Keluarga adalah unit sosial terkecil yang peranannya sangat penting dalam menumbuhkembangkan kepribadian seseorang. Ada cukup banyak kasus penelantaran anak, kecanduan minuman keras dan narkoba, kekerasan dalam rumah tangga yang memperlihatkan buruknya pengembanan peran masing-masing anggota keluarga. Dalam banyak literatur, hal ini memberikan dampak negatif bagi perkembangan anak, sejak dini dan bahkan terbawa hingga mereka dewasa.

Jika kita pernah melihat anak-anak yang berperilaku seperti miniatur orang dewasa bisa jadi anak tersebut mengalami situasi keluarga yang tidak berfungsi. Misalnya anak kecil yang mencari nafkah, memerankan fungsi ayah dan ibu dan  tidak ditemukan peran orang tua karena sakit atau pergi. Atau kasus terbaru adalah kasus Angeline di Bali yang ditemukan tewas. Angeline harus memberi makan 50 ekor ayam sebelum berangkat sekolah, dia dilaporkan hilang dan ternyata meninggal di dekat kandang ayam dekat rumahnya.

Keluarga yang tidak berfungsi adalah keluarga yang tidak menjalankan fungsi-fungsi berdirinya sebuah keluarga sehingga anggota keluarga tidak mendapatkan tumbuh kembang yang normal sesuai usianya. Fungsi keluarga secara umum dibagi menjadi 8 fungsi, yaitu : fungsi pendidikan, fungsi sosialisasi, perlindungan, perasaan, agama, rekreatif, ekonomi dan biologis. Keluarga yang berfungsi ditandai dengan berjalannya dengan baik tugas-tugas dasar dalam kehidupan keseharian keluarga yang berkaitan dengan pemecahan masalah,komunikasi, peran masing-masing anggota, respon dan keterlibatan afektif dan kontrol perilaku.

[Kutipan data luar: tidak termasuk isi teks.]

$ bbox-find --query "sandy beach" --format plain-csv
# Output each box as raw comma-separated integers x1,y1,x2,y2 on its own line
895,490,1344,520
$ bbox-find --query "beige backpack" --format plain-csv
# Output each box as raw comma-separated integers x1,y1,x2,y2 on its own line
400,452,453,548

Saat ini dengan semakin sulitnya tingkat ekonomi keluarga dan semakin banyaknya persoalan sosial, keluarga tidak lagi fokus memikirkan keberfungsiannya. Jika ayah ibu bersama-sama mencari nafkah, fokus untuk mendidik anak menjadi persoalan tersendiri. Balancing life (menyeimbangkan peran-peran dalam kehidupan) membutuhkan ketrampilan tersendiri yang tidak sepenuhnya dikuasai oleh banyak keluarga di Indonesia. Akibatnya angka perceraian di Indonesia meningkat dari tahun ke tahun, sementara pernikahan justru menurun.

Berdasarkan data Kementerian Agama Republik Indonesia, pada 2009 jumlah masyarakat yang menikah sebanyak 2.162.268. Di tahun yang sama, terjadi angka perceraian sebanyak 10 persen yakni 216.286 peristiwa. Sementara, pada tahun  2010, peristiwa pernikahan di Indonesia sebanyak 2.207.364. Adapun peristiwa perceraian di tahun tersebut meningkat tiga persen dari tahun sebelumnya yakni  berjumlah 285.184 peristiwa. Pada 2011, terjadi peristiwa nikah sebanyak 2.319.821 sementara peristiwa cerai sebanyak 158.119 peristiwa.

Pada 2012, peristiwa nikah yang terjadi yakni sebanyak 2.291.265 peristiwa sementara yang bercerai berjumlah 372.577. Pada pendataan terakhir yakni 2013, jumlah peristiwa nikah menurun dari tahun lalu menjadi sebanyak 2.218.130 peristiwa. Namun tingkat perceraiannya meningkat menjadi 14,6 persen atau sebanyak 324.527 peristiwa.

Fenomena ini memperlihatkan rapuhnya pernikahan di Indonesia dan menurunnya daya adaptasi pasangan terhadap permasalahan yang terjadi di keluarga. Keluarga berfungsi bukan yang tidak pernah mengalami masalah, tetapi keluarga yang memiliki kelentingan ketika masalah itu datang. Tentu ini bisa terjadi ketika pribadi-pribadi yang ada di dalamnya memiliki kematangan sebagai orang dewasa. Dan inilah yang dialami keluarga masa kini, ketika pasangan adalah anak-anak yang berasal dari keluarga yang tidak berfungsi, maka ketika dewasa secara psikologis akan muncul reaksi-reaksi yang tidak dewasa yang memperlambat penyelesaikan konflik.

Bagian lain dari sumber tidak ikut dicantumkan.